Loincloth at Pride Festival Leads to Jail

Man files claim against city for an arrest at last summer’s Gay Pride festival

An arrest made during last summer's Pride festival in Balboa Park could cost the city of San Diego some money.

The charge? Public nudity.

The case was never prosecuted.

Now, a civil claim has been filed against the city.

The 30-year-old arrestee and claimant, Will Walters, says he was just expressing his fashion-sense during the San Diego LGBT Pride festival in July.

He insists that his leather outfit, featuring a loincloth getup over thong underwear, completely covered his genitals.

A police officer who encountered Walters at the beer garden apparently thought the display bordered on illegality.

"He said I needed to sign this citation or I was going to jail," Walters recalled in an interview Wednesday.

"I said, 'Well, you're going to have to take me to jail, because I'm never going to sign something I'm not allowed to read,’” he said.

“All I wanted to know was, how can I correct a problem, and what's the problem? And the problem was presented to me, and I said, 'that’s ridiculous,’" he added.

Walters wound up spending 12 hours behind bars after being removed from the Pride event by several officers, and taken to the Central Jail -- where, he says, even the booking deputy was amazed that he'd been cited for nudity.

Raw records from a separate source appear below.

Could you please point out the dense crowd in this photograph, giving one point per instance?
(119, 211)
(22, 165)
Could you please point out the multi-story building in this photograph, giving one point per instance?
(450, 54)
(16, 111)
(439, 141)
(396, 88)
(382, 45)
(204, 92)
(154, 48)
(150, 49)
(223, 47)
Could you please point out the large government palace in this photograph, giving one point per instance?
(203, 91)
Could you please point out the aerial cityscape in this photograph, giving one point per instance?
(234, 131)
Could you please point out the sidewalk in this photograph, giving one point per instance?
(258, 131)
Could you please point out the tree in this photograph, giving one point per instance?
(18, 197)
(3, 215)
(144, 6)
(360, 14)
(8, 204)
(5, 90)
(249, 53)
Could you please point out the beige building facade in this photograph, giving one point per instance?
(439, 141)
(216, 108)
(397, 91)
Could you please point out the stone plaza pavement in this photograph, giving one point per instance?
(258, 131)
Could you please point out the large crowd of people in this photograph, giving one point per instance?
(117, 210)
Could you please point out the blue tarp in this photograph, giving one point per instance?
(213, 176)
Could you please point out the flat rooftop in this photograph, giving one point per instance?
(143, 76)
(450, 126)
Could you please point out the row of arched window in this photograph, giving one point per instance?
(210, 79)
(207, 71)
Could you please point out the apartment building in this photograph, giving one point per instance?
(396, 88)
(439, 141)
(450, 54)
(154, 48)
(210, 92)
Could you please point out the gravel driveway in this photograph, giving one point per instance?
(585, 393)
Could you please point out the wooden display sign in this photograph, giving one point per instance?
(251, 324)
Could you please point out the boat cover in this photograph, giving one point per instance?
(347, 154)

Walters' lawyer, former assistant city attorney Chris Morris, sees the arrest as selective enforcement of a kind that's never been applied to beachwear seen at the Over-the-Line Tournament, or clothing at other events where crowds flash a lot of skin.

"You can't have one set of rules that are enforced for Mardi Gras and Over the Line and at La Jolla Shores, and another set of rules that are enforced at Pride," Morris argues. "You've got to set the rules and enforce them equally across the community."

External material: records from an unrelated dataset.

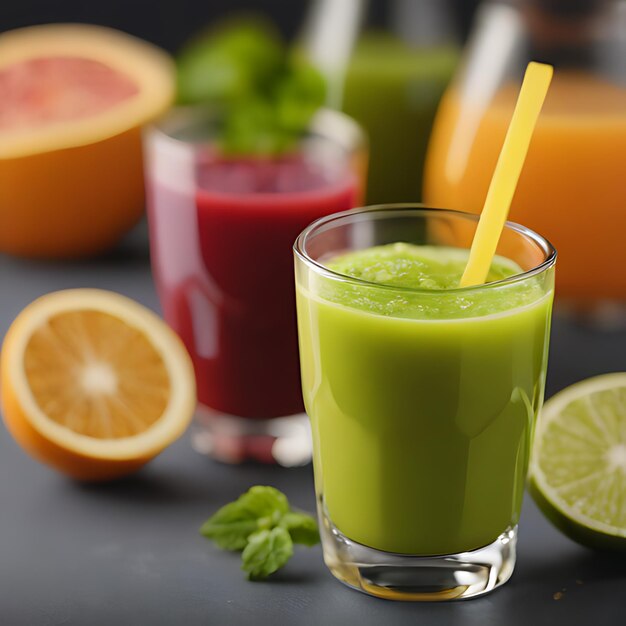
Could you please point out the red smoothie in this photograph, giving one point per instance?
(222, 259)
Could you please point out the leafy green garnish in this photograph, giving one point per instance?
(265, 95)
(266, 552)
(262, 525)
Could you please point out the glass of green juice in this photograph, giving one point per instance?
(422, 395)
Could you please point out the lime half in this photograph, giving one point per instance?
(578, 465)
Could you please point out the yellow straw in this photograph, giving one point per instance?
(496, 209)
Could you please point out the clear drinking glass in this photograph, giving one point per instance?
(221, 233)
(422, 405)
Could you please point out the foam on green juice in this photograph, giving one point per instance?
(434, 271)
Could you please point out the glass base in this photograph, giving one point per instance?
(284, 441)
(418, 578)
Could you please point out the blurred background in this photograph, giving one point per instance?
(168, 23)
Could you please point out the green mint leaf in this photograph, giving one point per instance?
(229, 62)
(266, 552)
(230, 527)
(264, 94)
(259, 507)
(264, 501)
(301, 527)
(299, 95)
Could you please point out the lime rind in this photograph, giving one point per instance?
(578, 466)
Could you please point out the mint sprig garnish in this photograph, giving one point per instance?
(265, 95)
(262, 525)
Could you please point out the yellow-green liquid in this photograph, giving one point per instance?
(422, 404)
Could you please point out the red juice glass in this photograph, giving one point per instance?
(221, 232)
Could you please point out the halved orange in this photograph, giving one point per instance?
(94, 384)
(74, 98)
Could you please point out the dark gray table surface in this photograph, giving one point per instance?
(130, 553)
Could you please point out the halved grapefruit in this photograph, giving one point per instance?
(74, 99)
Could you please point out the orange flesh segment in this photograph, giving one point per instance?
(45, 90)
(96, 375)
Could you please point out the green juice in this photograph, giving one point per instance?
(393, 89)
(422, 397)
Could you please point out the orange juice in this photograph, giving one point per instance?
(573, 185)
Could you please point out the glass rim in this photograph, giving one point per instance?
(163, 128)
(299, 248)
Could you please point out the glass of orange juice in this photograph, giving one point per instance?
(572, 187)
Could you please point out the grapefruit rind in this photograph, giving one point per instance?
(147, 66)
(573, 523)
(140, 447)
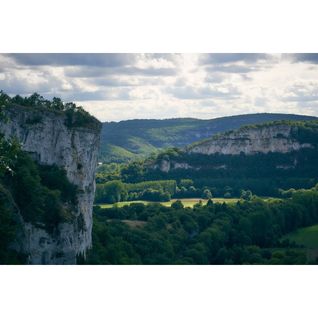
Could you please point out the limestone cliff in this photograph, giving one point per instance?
(45, 135)
(252, 140)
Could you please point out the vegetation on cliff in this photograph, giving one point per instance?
(75, 116)
(38, 194)
(135, 139)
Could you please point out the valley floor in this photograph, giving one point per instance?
(187, 202)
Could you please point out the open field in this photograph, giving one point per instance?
(186, 202)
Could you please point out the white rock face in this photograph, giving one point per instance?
(46, 137)
(251, 141)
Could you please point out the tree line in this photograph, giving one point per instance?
(248, 232)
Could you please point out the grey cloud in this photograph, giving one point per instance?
(98, 95)
(103, 71)
(231, 68)
(303, 57)
(201, 93)
(64, 59)
(216, 58)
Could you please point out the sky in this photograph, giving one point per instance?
(116, 87)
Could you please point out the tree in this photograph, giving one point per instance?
(177, 205)
(246, 195)
(206, 194)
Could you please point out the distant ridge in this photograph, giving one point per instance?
(132, 139)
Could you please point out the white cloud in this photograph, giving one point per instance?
(126, 86)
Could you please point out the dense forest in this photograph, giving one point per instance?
(135, 139)
(248, 232)
(221, 175)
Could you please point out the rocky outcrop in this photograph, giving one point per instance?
(250, 140)
(45, 135)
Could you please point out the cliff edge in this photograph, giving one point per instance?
(51, 139)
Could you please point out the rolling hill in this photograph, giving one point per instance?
(133, 139)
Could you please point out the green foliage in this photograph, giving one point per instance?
(111, 192)
(9, 227)
(135, 139)
(43, 194)
(177, 205)
(75, 115)
(248, 232)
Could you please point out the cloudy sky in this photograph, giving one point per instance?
(116, 87)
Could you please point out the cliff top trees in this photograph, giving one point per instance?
(76, 116)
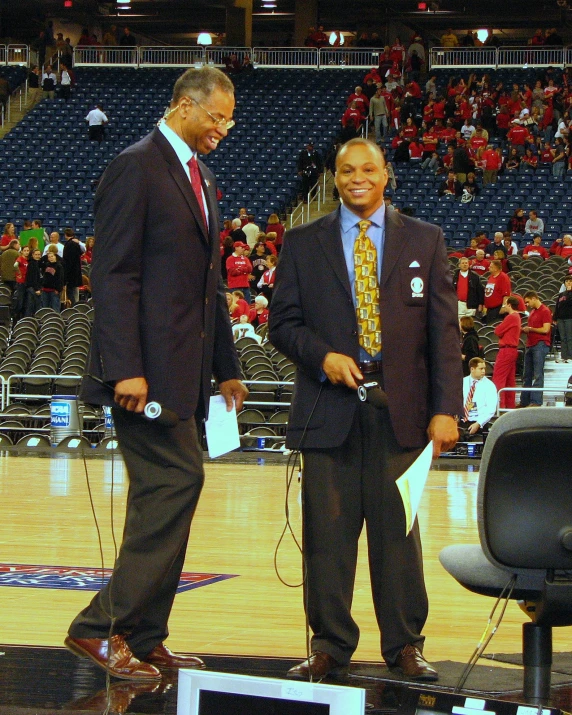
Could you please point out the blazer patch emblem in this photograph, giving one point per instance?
(417, 287)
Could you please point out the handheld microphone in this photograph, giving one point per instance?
(153, 411)
(371, 392)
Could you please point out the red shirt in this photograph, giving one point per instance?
(533, 250)
(439, 110)
(492, 160)
(517, 135)
(495, 290)
(463, 287)
(508, 331)
(430, 141)
(480, 267)
(536, 319)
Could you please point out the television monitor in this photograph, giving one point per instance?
(211, 693)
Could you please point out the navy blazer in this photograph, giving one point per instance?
(160, 305)
(313, 313)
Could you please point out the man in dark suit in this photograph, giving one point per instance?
(354, 451)
(161, 330)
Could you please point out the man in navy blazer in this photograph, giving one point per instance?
(354, 451)
(161, 331)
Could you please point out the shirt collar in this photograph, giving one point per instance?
(348, 219)
(181, 149)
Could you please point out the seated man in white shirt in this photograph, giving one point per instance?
(55, 240)
(479, 399)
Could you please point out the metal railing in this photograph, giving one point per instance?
(349, 58)
(317, 195)
(497, 57)
(301, 57)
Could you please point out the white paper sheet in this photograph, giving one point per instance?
(412, 483)
(221, 428)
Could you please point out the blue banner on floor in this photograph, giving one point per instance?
(70, 578)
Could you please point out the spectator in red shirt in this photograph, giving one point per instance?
(479, 264)
(239, 270)
(535, 248)
(352, 116)
(492, 162)
(409, 130)
(496, 288)
(537, 347)
(9, 235)
(518, 136)
(504, 371)
(361, 101)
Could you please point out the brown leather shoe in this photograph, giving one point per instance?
(319, 666)
(413, 665)
(114, 656)
(162, 657)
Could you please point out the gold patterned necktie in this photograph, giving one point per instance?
(367, 291)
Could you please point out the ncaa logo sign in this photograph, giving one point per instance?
(61, 414)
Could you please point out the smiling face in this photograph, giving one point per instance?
(193, 123)
(361, 178)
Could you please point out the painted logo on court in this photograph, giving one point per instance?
(69, 578)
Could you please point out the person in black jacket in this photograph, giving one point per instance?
(563, 318)
(33, 283)
(72, 265)
(469, 289)
(52, 281)
(470, 347)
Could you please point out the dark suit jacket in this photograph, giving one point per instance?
(160, 305)
(313, 314)
(476, 295)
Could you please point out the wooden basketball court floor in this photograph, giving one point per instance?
(46, 520)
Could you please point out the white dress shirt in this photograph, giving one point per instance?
(484, 399)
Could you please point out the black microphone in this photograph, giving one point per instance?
(371, 392)
(153, 411)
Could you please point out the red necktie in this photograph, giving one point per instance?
(197, 186)
(469, 400)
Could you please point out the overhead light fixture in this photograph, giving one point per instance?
(204, 39)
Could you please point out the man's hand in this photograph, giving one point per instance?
(342, 370)
(444, 433)
(131, 394)
(234, 393)
(474, 428)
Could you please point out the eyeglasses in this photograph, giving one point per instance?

On Walters' behalf, Morris last week filed a claim for $150,000 plus attorney's fees against the city.

Walters says equal enforcement and respect for civil rights are the principles involved.

"This [the arrest] is taking back our community so far," he explained. "A lot of people have worked very hard to make sure that we do have that parade. And I just want people to know that can go away if we don't stand up for ourselves and what we believe in.”

"[I want] to get education not only for the police officers, but my peers in my community, so they know what is right and wrong and when to stand up for themselves."

The Police Department referred questions about the incident to the city attorney's office.

So far, no comment from that precinct.

By the way, Walters' outfit wasn't just thrown together. With custom fitting and tailoring, he figures it cost him about $1,100 dollars -- and a lot of unexpected distress.